Na reta final do prazo de filiação para quem quer concorrer às eleições de 2012, encerrado ontem, o PSD ampliou o número de baixas nas prefeituras do DEM em São Paulo. De acordo com levantamento preliminar feito pelas coordenações regionais, o partido dos democratas foi o que mais cedeu detentores de mandatos à nova sigla. Dos cerca de 25 prefeitos que já assinaram fichas de filiação, 8 são do democratas.

A expectativa do PSD é filiar 35 atuais prefeitos paulistas na legenda. O prazo de filiação vai até o dia 28 para aqueles que não vão concorrer a cargo eletivo em 2012.

O número de vereadores que ingressaram no PSD também é grande. Só na região de Rio Preto, cerca de 300 foram para a sigla do prefeito Gilberto Kassab, segundo o deputado Eleuses Paiva, coordenador do novo partido na região. "Vamos ter candidatos a prefeito em mais de 70% das cidades", disse.

Depois de filiar Dárcy Vera, prefeita de Ribeirão Preto, e Marco Bertaiolli, de Mogi das Cruzes, o partido de Kassab anunciou a filiação do democrata Ézio Spera, prefeito de Assis. Spera, que não concorrerá às eleições em 2012 por já estar no segundo mandato, levou com ele três vereadores locais - Márcio Martins, Arlindo Alves de Souza e Ana Santa Ferreira - todos egressos do DEM. Um deles disputará a prefeitura.

O partido dos democratas cedeu também para a nova sigla o prefeito de Pontal, na região norte do Estado, Antonio Frederico Venturelli Júnior. Outros prefeitos do DEM já haviam anunciado a ida para o PSD: Silvio Peccioli, de Santana do Parnaíba; Wagner Antunes Filho, de Leme; e Roberto Hamamoto, de Caieiras.

Outras baixas. A nova legenda causa baixas também em outras siglas. O prefeito de Cerqueira César, José Rossetto, deixou o PTB para se filiar ao PSD. Outros petebistas com mandatos migraram para o PSD: o vereador Hélio Godoy, de Sorocaba, um dos maiores colégios eleitorais do interior, fez a troca com a intenção de disputar a prefeitura no próximo ano. Já o vice-prefeito de São Roque, Miro Manfredi, trocou de sigla, mas vai apoiar para a prefeitura o vereador Paulo de Oliveira, que deixou o PSDB.
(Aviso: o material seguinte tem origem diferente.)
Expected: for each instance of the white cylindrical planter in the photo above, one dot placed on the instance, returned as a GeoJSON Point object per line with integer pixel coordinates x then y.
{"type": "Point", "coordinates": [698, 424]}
Os prefeitos de Dumont, Adelino Carneiro, e de Piraju, Francisco Rodrigues, trocaram o PP pela nova legenda. Em Piraju, o PSD levou também o presidente da Câmara, Brandini do Gás, também do PP.

Em Ribeirão Preto, além da prefeita, quatro vereadores e dez secretários municipais passaram a integrar o novo partido. Em Cotia, na Grande São Paulo, o PSD conseguiu a adesão do vice-prefeito, Moisés Cabrera, que deixou o nanico PHS.

Outro alvo do PSD, o PV se viu desfalcado da deputada estadual Rita Passos e do seu marido, o prefeito de Itu, Herculano Passos Júnior. "Estamos com o Kassab desde o início. Como não sou candidato à reeleição, não tive problema em sair do partido", disse Herculano, que coordena o PSD na região de Sorocaba. "Agora que a situação está definida, estamos recebendo uma verdadeira enxurrada de filiações", comemorava ontem.